Die Einsamkeit habe aber tiefere Gründe, so Kinnert: Es gehe um das Gefühl der Ausweglosigkeit und auch um Dinge wie den Klimawandel. Und auch darum, dass keiner wisse, was mit seiner Ausbildung oder seinem Job in zwei Jahren ist. Eltern erkennen sofort, was Kinnert meint. Aber Eltern wissen auch, dass es bei ihnen selbst auch nicht anders war.

Jobs, die nicht sicher waren oder sind. Das Gefühl, nicht zu wissen, was nach der Ausbildung ist – das sind doch ganz alte Hüte. Lanz fällt das auch auf. Aber damals, damals hätten noch Bindungen funktioniert. Und diese Bindungen seien heute – dank Social Media – nicht mehr intakt.

Kinder und Jugendliche brauchen Gemeinschaft - nicht nur virtuell

Um Bindungen aufzubauen, benötigen Kinder Gemeinschaft, eine reale Gemeinschaft. Doch woher nehmen, wenn die Schulen dicht sind, so Ties Rabe, Hamburger Schulsenator (SPD). Weil es schon zum Ende hin ging, nickten alle versöhnt. Dabei hatte es vorher ordentlich Zoff gegeben.

Da hatte Markus Lanz den Schulsenator über eine Stunde in die Mangel genommen: Weil der Schulsenator nämlich meinte, er hätte es besser gefunden, wenn die Schulen nicht so lange geschlossen geblieben wären. Und sie aber dann doch geschlossen hat. Das machte Lanz schon rasend. Ein Entscheider müsse entscheiden und sich nicht auf die Umstände berufen.

Markus Lanz hat Hamburgs Schulsenator auf dem Kieker

Dann ging die Kritik wie in einem Rausch weiter: Nicht genug Luftfilter habe er für Hamburgs Schulen beschafft. Und vor allem habe er sich nicht um das Infektionsrisiko gekümmert, das von Schülern ausgeht. Einfach geglaubt, dass Kinder nicht ansteckend sind.

Hallo, haben das nicht viele sehr lange geglaubt, weil das Virologen so gesagt haben? Ja – und nein, dazu habe es Studien gegeben. Die richtige, die falsche. Man wird ein wenig kirre gemacht. Vor allem kriegt Rabe noch mal richtig einen vor den Koffer vom Moderator, weil er das Geschehen an Schulen mit hohem Infektionsgeschehen wie die Heinrich-Hertz-Schule, an der es 36 erkrankte Kinder gab, nicht richtig verfolgt habe.

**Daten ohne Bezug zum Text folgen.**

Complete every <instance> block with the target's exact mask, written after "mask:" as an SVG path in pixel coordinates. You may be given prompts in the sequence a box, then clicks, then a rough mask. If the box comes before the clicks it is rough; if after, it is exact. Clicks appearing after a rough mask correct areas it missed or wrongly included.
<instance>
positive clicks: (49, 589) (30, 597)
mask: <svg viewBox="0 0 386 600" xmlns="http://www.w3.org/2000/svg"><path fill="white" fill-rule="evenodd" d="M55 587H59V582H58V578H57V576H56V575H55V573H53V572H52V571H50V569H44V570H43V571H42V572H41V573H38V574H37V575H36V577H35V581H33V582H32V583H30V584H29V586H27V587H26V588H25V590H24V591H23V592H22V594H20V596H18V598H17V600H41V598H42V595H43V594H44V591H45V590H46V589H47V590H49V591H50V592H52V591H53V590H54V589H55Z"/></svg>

Lanz schmeißt mit Corona-Fachbegriffen um sich

Dass Lanz schon einige Dutzend Sendungen zu Corona auf dem Buckel hat, hat auch bei ihm Spuren hinterlassen. Er ist ja fast so schlau wie ein Virologe. Was ja gut ist. Er muss sich ja auskennen. Seine Begrifflichkeiten jedenfalls wirken so überaus kenntnisreich, dass ein Laie nachts noch googeln muss, was er meint.

Zum Beispiel: Was war das nochmal genau, mit dem Sequenzieren, von dem er immer spricht. (Ach ja: Untersuchung auf verschiedene Mutationen). Also fragt er ein bisschen wie vor dem Landgericht, ob Schulsenator Rabe in den Schulen mit Infektionen denn auch immer sequenziert habe? "Wir haben eine Reihenuntersuchung gemacht", sagt Rabe. "Ich rede von Sequenzieren", sagt Lanz, der immer wieder dieselbe Frage stellt: "Haben Sie sequenzieren lassen?"

Lanz hat sich an diesem Abend wohl selbst auf eine Karte geschrieben: Rabe nerven, um der Wahrheit die Ehre zu geben. Doch so gerne der Zuschauer ja die Wahrheit erfahren würde, irgendwie war man von der Wahrheit der Sequenzierungsfrage einfach nur noch überfordert. Und fragte sich am guten Schluss, ob es wohl richtig ist, dass die sich jetzt alle nur noch die Fehler um die Ohren hauen. Aber wo denkt man hin, als Zuschauer. Natürlich müssen Fehler aufgearbeitet werden. Und wo sonst, wenn nicht in einer Talkshow?